O acordo não declara um vencedor absoluto: ele reparte campos de atuação.
Como funciona o registro de marcas no Brasil

No Brasil, o direito de marca nasce com o registro validamente concedido pelo INPI. A proteção garante ao titular o uso exclusivo em todo o território nacional por dez anos, com possibilidade de renovação por períodos sucessivos. Mas essa exclusividade vale apenas dentro do ramo de atividade protegido e dos segmentos capazes de gerar confusão no público.
O sistema brasileiro trabalha com a Classificação de Nice, adotada pelo INPI, que divide o mercado em 45 classes: 34 para produtos e 11 para serviços. Marcas até idênticas podem coexistir, desde que não identifiquem produtos ou serviços capazes de confundir o consumidor.
Por que marcas iguais podem coexistir
É justamente aí que entra a explicação para casos que parecem contraditórios. “Galo da Madrugada” atua no campo cultural; o Atlético sustenta sua força no universo esportivo.
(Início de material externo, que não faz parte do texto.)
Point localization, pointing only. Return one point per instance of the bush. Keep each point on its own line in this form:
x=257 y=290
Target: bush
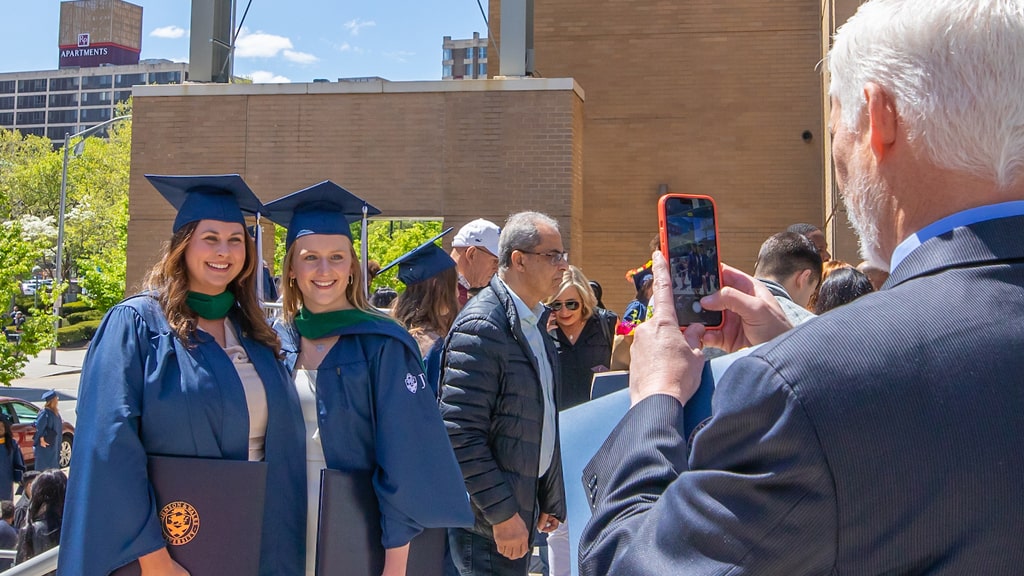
x=77 y=332
x=77 y=305
x=79 y=317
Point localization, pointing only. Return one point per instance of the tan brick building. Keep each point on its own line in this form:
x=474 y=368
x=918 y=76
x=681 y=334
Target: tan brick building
x=453 y=151
x=724 y=98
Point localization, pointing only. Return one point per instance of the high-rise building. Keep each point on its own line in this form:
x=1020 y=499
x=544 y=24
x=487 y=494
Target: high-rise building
x=99 y=46
x=464 y=59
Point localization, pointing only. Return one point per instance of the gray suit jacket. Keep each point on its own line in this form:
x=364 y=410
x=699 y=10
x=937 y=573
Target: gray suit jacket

Marcas idênticas ou próximas podem coexistir quando o consumidor médio não é levado a crer que pertencem à mesma origem econômica.
Há exemplos clássicos no mercado. “Veja” é usada pela revista da Abril e também pela marca de limpeza da Reckitt — sem que o consumidor confunda uma publicação jornalística com limpadores domésticos.
A grande exceção é a marca de alto renome: quando o INPI reconhece esse status, a proteção alcança todas as classes, e terceiros podem ter pedidos barrados mesmo em áreas totalmente diferentes.